New York City Mayor Eric Adams was criticized last week for his new rule that the city’s public schools must lead students in two to five minutes of “mindful breathing” work each day.
Adams announced Tuesday that students all the way from kindergarteners to high school seniors will be required to do the “mindful breathing” exercises during class starting this fall. The idea behind the exercises is to help the kids cope with stress.
“Thousands of years ago, other cultures were learning how to breathe,” Adams said at a press conference Tuesday. “We have never been taught … We think that it’s just, air goes through your nostrils and you move. No, there’s a science to breathing.”
“The mayor should save his oxygen for the real crisis in our schools — our children are not being taught how to read, if they’re even showing up to class at all,” wrote Tim Hoefer, president and CEO of the Empire Center for Public Policy, in the New York Post.
“Students aren’t learning basic functions, if they’re even showing up at all. Kids learn to breathe whether they’re in a classroom or not. Math and literacy are not so instinctual. Let’s focus on the fundamentals and get butts back into seats. Then we can all collectively take a deep sigh of relief,” Hoefer wrote.

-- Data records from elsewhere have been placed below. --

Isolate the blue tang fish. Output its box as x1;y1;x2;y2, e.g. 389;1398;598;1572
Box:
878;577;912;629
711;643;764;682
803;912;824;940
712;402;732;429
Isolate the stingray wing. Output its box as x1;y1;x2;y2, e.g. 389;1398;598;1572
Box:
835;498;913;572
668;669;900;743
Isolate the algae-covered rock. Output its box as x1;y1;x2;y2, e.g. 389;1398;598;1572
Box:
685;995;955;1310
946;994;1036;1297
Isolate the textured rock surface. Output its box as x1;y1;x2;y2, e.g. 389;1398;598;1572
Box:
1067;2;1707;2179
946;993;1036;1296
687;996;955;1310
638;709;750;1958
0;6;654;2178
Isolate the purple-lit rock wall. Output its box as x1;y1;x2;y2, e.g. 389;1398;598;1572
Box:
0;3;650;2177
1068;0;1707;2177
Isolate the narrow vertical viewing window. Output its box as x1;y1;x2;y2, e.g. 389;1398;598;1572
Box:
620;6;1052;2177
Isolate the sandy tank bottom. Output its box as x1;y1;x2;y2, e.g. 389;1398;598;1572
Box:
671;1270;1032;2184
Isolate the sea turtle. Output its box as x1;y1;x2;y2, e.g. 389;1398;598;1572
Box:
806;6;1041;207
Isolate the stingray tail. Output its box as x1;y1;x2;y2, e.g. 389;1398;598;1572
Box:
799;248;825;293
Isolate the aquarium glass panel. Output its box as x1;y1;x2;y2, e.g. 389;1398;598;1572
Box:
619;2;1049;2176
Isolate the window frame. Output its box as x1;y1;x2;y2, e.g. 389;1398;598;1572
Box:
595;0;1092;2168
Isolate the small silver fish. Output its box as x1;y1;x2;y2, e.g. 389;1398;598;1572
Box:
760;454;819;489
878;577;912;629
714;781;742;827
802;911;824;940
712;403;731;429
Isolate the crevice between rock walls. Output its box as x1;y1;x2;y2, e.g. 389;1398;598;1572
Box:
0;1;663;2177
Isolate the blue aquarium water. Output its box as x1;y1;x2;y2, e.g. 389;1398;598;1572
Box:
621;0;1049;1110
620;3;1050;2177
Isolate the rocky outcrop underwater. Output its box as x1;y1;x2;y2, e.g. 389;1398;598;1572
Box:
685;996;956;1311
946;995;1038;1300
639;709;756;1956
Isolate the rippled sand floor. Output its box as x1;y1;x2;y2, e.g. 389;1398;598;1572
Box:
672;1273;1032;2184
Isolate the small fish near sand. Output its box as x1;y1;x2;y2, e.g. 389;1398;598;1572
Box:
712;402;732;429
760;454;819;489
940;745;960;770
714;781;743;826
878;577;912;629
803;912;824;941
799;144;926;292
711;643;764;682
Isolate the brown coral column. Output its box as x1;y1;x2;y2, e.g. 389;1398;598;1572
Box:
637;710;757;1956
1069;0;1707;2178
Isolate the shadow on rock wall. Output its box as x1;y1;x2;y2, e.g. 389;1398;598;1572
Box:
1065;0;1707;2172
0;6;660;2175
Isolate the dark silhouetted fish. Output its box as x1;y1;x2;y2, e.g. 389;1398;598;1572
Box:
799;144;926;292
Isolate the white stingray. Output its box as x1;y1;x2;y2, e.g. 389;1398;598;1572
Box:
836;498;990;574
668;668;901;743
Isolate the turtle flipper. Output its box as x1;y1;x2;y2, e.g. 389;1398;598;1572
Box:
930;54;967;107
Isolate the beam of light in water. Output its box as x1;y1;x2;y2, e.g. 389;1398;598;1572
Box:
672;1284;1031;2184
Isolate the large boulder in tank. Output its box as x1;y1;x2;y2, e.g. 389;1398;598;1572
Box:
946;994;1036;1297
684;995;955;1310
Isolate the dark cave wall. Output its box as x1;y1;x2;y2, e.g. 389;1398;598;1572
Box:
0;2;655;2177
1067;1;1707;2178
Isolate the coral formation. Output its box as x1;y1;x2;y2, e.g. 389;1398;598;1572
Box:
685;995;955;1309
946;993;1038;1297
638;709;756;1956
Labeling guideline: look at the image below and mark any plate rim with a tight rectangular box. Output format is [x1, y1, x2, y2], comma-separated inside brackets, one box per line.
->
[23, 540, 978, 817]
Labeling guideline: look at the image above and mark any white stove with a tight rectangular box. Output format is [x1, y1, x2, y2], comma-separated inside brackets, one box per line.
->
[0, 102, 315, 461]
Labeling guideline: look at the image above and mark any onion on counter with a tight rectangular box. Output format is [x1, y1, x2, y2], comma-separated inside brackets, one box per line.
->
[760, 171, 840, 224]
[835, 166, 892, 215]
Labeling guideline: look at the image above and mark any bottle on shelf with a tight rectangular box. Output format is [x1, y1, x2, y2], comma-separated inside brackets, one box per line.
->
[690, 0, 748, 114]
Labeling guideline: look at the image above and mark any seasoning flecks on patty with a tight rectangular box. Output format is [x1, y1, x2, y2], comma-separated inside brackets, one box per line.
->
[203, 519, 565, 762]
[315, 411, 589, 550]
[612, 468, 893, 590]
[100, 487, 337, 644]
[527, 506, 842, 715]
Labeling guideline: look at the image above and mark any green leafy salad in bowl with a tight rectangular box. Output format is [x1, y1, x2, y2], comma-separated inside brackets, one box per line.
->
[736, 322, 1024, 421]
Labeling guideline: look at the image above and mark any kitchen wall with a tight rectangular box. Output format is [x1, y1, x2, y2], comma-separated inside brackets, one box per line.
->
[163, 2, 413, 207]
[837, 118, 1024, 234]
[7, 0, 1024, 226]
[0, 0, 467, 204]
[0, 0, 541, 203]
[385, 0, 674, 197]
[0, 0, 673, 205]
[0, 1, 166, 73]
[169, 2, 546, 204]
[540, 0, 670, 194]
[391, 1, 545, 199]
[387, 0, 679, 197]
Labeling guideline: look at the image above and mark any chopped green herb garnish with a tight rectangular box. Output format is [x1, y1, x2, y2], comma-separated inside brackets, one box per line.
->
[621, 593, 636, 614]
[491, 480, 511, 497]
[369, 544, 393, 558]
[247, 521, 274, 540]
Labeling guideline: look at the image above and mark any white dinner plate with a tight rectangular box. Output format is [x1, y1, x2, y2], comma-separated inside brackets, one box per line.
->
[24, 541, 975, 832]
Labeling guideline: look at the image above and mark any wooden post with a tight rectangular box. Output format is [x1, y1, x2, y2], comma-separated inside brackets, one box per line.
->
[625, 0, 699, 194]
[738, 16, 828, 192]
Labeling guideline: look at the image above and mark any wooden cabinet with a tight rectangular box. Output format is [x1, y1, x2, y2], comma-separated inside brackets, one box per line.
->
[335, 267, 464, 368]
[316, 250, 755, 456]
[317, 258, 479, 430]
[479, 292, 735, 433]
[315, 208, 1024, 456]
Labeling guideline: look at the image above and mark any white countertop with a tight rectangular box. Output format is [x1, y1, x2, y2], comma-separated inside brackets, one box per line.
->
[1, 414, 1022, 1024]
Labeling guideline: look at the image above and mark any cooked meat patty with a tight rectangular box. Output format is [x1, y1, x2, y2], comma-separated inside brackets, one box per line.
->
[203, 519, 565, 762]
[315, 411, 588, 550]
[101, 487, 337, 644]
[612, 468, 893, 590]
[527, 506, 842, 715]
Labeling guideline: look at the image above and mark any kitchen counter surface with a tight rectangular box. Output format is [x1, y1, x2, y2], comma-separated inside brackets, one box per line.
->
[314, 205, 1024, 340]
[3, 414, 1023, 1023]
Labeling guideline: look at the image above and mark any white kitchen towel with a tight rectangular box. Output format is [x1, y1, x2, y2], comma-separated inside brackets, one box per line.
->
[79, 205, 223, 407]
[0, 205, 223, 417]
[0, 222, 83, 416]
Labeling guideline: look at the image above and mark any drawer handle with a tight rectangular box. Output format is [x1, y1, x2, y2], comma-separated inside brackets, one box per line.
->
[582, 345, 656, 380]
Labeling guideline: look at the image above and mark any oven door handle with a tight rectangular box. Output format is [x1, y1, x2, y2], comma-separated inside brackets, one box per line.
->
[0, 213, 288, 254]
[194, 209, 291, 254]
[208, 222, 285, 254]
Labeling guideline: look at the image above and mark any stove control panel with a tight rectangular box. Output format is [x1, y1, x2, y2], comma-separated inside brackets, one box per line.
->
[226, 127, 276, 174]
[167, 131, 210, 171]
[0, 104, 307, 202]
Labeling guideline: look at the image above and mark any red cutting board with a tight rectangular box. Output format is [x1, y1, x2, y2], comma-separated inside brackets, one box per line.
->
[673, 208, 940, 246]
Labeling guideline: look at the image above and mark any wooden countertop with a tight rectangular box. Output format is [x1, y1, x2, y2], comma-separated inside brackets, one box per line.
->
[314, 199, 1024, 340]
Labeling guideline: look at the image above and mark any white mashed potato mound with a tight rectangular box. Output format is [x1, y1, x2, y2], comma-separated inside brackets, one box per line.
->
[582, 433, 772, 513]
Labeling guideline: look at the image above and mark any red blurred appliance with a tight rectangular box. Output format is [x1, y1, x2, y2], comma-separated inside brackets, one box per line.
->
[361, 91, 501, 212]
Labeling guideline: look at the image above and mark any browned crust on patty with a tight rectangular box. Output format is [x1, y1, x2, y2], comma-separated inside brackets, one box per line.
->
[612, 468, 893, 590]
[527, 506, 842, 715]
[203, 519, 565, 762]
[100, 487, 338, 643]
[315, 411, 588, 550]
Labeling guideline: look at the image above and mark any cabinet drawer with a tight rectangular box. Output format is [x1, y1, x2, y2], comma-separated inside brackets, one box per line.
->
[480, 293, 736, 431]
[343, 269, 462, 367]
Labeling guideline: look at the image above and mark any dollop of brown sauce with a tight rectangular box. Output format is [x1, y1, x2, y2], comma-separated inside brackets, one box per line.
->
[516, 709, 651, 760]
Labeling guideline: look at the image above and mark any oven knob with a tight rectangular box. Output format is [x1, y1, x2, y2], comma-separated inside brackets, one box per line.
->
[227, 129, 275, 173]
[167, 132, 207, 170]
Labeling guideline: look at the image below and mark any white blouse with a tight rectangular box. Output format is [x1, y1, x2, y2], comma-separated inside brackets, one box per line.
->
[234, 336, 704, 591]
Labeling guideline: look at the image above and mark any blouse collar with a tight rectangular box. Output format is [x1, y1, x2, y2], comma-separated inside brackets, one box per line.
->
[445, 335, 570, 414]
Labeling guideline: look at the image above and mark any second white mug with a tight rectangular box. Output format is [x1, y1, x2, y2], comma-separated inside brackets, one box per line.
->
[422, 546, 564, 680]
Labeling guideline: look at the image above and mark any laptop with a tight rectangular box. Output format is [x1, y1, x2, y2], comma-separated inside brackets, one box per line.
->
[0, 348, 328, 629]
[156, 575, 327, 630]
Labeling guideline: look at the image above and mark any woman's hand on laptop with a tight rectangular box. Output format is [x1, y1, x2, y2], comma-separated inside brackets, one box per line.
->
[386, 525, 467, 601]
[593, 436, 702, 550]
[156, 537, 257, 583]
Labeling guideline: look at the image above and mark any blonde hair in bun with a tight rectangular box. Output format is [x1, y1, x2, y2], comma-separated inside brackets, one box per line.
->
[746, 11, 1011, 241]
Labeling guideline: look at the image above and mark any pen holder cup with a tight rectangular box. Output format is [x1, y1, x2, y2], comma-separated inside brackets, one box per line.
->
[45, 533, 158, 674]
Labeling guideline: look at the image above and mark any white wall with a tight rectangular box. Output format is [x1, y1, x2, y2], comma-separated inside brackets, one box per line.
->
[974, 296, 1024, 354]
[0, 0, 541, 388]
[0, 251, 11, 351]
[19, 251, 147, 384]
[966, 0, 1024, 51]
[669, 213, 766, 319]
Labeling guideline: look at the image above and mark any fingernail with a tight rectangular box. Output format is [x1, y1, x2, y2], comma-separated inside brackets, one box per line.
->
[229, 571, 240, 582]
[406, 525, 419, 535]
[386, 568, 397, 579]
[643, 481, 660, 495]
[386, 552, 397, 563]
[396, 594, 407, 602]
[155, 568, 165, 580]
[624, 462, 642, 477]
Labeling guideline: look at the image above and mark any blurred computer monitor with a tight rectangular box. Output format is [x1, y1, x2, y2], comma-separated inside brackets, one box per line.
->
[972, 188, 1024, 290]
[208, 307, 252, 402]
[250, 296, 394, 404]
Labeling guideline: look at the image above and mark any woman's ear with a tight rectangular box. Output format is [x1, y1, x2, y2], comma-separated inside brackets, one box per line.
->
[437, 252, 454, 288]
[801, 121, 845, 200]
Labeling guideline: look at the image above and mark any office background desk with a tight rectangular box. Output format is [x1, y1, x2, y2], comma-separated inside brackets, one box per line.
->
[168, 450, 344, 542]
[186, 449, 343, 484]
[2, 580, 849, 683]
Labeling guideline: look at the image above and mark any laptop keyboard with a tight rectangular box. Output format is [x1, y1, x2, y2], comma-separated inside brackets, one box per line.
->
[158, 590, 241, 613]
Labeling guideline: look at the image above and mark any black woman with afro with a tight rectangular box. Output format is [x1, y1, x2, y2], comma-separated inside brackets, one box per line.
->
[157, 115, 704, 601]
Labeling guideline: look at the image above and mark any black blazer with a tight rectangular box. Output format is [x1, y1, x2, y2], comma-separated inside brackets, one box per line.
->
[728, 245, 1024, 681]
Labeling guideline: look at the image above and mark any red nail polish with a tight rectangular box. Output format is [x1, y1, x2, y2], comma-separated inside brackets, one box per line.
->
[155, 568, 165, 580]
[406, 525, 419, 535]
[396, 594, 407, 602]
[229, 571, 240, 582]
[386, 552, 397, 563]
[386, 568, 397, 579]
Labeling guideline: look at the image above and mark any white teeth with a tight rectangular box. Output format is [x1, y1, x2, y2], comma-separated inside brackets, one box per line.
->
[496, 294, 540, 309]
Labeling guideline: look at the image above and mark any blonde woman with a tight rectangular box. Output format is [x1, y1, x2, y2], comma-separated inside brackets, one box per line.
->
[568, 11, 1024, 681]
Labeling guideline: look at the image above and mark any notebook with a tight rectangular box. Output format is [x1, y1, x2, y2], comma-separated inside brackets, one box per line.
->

“I just can’t get on board,” said Kayleigh McEnany, who served as White House press secretary during the Trump administration, Wednesday on Fox News. “I somehow made it through many academic institutions without learning about breathing. I just think this is ridiculous. I think it comes from Mayor Adams having a pet project. Apparently he showed up for the debate, and he was doing his breathing and he was calm, and his opponents looked at him, according to the New York Post and said, ‘We can’t beat that guy. He’s too calm.’”
“It may work for some. Absolutely. I’m not dismissing that. I just don’t think it belongs in schools where we’re talking about reading and math,” McEnany said. “If you think the violence in our schools is going to be stopped from breathing, good luck, Mayor Adams.”